Un concept séduisant, en théorie, mais compliqué à concrétiser commercialement
Un concept séduisant, en théorie, mais compliqué à concrétiser commercialement - © Tous droits réservés

Ce devait être une révolution dans le monde de la mode : des vêtements et accessoires éthiques, durables, et surtout traçables. Sur les étiquettes de composition des textiles, on trouve un code qu'il suffit de scanner pour découvrir, en reportage ou en image, l'atelier de fabrication, et même le prénom de la couturière. Une sorte de transparence totale.

Le concept Made & More a bénéficié au départ d'une aide, de la part d'un organisme de microcrédit, et des fonds publics Meusinvest et LeanSquare. Mais l'innovation technologique, et la vente en ligne, soutenue ponctuellement par des magasins physiques temporaires, n'ont pas permis de dégager rapidement des bénéfices. Les dettes se sont accumulées. Une hausse de capital, une injection d'un quart de million au printemps de l'an dernier, a permis d'espérer des temps meilleurs.
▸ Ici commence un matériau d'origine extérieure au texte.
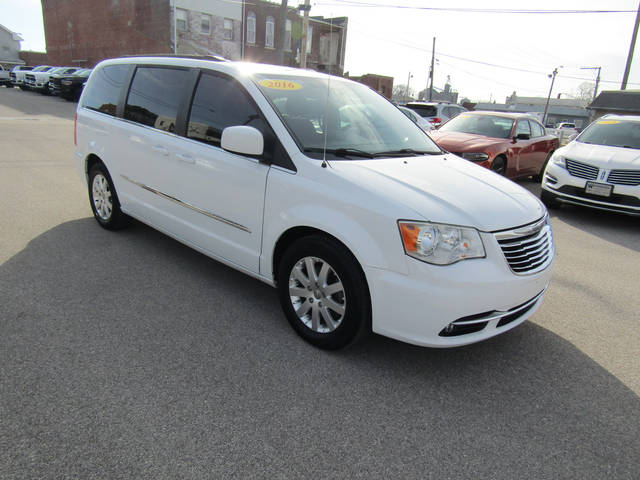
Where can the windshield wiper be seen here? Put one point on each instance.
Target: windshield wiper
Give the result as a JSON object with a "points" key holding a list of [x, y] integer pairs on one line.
{"points": [[340, 152], [406, 152]]}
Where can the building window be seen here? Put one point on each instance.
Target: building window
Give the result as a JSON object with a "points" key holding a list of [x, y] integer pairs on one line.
{"points": [[205, 24], [287, 35], [251, 28], [309, 38], [269, 40], [181, 20], [228, 29]]}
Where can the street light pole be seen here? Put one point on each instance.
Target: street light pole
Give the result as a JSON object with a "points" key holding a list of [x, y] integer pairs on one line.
{"points": [[552, 75], [595, 89], [627, 69], [406, 93]]}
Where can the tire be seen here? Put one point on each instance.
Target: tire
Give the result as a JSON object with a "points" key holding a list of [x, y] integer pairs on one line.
{"points": [[550, 200], [499, 165], [333, 305], [104, 199], [538, 177]]}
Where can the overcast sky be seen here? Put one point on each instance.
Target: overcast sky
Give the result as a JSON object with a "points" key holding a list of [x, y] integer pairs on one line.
{"points": [[396, 41]]}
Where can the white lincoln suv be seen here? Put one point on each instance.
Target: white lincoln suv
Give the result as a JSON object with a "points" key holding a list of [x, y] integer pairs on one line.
{"points": [[318, 186]]}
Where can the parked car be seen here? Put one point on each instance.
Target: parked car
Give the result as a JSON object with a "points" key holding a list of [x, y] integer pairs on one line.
{"points": [[27, 78], [69, 87], [511, 144], [417, 119], [15, 70], [436, 113], [318, 186], [39, 81], [5, 79], [599, 169]]}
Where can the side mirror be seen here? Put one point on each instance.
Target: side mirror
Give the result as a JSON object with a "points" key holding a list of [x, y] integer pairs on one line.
{"points": [[242, 139]]}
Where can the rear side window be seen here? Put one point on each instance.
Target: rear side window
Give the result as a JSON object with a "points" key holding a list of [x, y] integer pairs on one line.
{"points": [[155, 96], [104, 91], [219, 103]]}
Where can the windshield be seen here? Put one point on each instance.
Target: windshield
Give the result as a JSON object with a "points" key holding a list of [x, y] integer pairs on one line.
{"points": [[351, 120], [487, 125], [425, 111], [613, 133]]}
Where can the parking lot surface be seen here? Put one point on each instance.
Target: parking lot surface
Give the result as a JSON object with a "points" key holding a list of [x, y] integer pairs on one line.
{"points": [[129, 355]]}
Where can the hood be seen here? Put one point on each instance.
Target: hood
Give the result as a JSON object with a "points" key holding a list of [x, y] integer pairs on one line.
{"points": [[446, 189], [602, 156], [465, 142]]}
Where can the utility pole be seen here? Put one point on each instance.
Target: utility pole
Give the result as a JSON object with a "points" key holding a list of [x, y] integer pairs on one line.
{"points": [[433, 57], [631, 47], [552, 75], [305, 30], [406, 92], [595, 90]]}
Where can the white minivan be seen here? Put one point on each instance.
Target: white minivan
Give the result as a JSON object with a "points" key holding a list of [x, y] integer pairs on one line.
{"points": [[318, 186]]}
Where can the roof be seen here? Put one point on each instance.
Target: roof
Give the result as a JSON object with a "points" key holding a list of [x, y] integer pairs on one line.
{"points": [[623, 100]]}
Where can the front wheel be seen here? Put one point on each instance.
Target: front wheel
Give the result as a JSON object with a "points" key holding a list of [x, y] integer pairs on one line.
{"points": [[323, 292], [104, 199]]}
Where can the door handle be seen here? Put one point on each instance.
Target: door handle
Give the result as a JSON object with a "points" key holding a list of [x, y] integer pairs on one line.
{"points": [[185, 158], [161, 150]]}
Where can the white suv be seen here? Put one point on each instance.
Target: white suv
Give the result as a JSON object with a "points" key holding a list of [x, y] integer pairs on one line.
{"points": [[318, 186], [599, 169]]}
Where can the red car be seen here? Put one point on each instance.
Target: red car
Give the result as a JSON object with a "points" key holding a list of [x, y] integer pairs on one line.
{"points": [[511, 144]]}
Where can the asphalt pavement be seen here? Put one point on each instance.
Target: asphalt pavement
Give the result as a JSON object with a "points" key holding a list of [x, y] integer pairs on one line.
{"points": [[128, 355]]}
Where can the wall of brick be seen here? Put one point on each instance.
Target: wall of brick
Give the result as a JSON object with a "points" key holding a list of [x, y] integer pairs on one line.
{"points": [[84, 33]]}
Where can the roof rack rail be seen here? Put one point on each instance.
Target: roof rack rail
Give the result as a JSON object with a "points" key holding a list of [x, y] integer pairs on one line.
{"points": [[213, 58]]}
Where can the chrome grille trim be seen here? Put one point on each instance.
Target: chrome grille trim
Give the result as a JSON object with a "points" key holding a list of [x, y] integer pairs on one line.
{"points": [[624, 177], [528, 249], [582, 170]]}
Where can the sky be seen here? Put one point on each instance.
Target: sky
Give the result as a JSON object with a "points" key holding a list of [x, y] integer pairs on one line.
{"points": [[397, 42]]}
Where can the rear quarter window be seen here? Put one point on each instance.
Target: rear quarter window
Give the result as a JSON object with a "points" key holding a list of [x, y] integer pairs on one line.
{"points": [[103, 93]]}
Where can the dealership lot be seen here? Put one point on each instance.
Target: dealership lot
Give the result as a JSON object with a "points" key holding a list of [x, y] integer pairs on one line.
{"points": [[130, 355]]}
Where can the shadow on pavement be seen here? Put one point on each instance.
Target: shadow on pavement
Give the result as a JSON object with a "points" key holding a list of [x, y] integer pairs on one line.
{"points": [[130, 355]]}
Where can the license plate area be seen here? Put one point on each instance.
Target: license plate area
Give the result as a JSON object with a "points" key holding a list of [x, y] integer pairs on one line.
{"points": [[600, 189]]}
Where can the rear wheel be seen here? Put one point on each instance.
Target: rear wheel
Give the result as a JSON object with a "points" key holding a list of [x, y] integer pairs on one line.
{"points": [[549, 199], [499, 165], [323, 292], [104, 199]]}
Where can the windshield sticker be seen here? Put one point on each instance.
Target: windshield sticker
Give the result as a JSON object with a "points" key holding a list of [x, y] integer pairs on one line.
{"points": [[276, 84]]}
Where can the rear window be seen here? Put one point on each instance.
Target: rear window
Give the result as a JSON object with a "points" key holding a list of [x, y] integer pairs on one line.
{"points": [[103, 93], [424, 111], [155, 97]]}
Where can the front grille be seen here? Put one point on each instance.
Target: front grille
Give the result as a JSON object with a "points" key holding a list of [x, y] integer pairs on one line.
{"points": [[582, 170], [527, 249], [624, 177]]}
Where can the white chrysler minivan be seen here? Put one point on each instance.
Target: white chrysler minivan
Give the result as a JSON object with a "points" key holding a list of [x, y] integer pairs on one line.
{"points": [[320, 187]]}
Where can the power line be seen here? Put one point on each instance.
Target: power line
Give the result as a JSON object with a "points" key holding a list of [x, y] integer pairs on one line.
{"points": [[470, 10]]}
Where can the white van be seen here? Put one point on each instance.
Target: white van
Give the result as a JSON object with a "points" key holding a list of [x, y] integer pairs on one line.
{"points": [[320, 187]]}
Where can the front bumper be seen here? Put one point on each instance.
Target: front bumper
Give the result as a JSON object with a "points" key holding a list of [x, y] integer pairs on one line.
{"points": [[569, 189], [454, 305]]}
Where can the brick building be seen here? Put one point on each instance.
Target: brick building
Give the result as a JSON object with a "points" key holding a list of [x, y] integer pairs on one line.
{"points": [[82, 34]]}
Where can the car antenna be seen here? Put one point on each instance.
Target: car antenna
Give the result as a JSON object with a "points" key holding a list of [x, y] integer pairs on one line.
{"points": [[326, 105]]}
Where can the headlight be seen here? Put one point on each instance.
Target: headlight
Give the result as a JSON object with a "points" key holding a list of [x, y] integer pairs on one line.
{"points": [[475, 157], [440, 244], [559, 160]]}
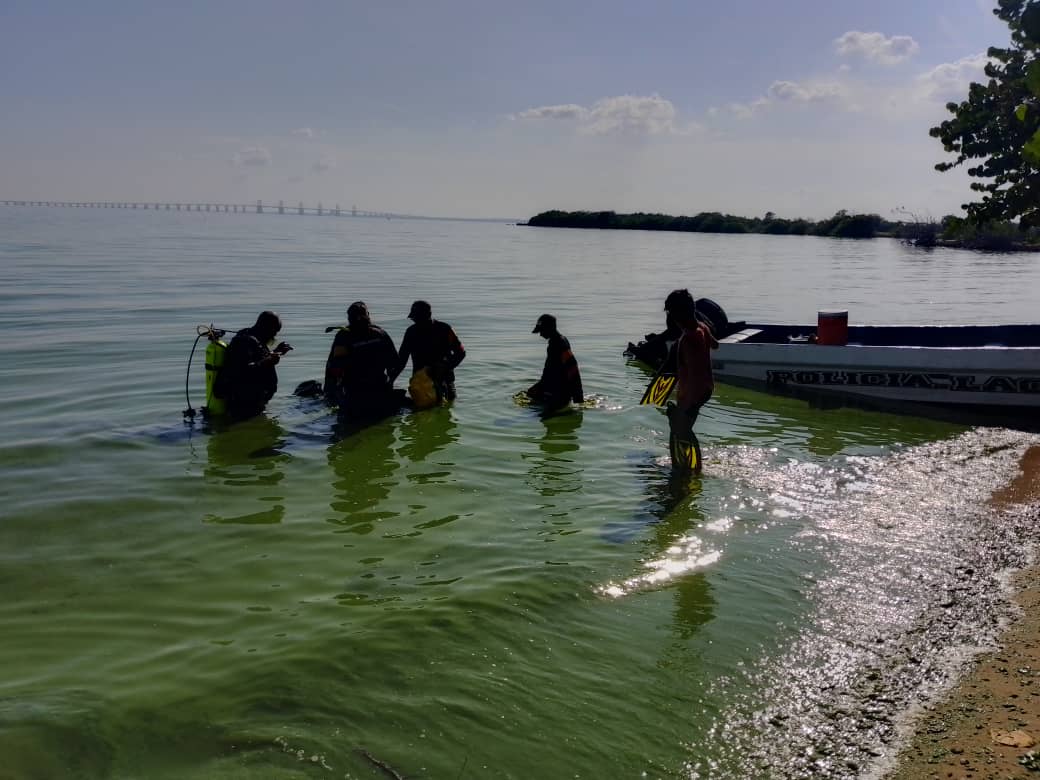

Malgré l'ouverture  au début novembre d'une boutique parisienne, d'une boutique éphémère, le dépôt de bilan est devenu inévitable, dès lors qu'un second apport de fonds, promis par les partenaires institutionnels, a été annulé.

Au-delà des difficultés inhérentes à ce projet très particulier, et de l'aveu de faillite de Made & More devant le tribunal de commerce, l'affaire illustre surtout la fragilité des jeunes pousses de la nouvelle économie.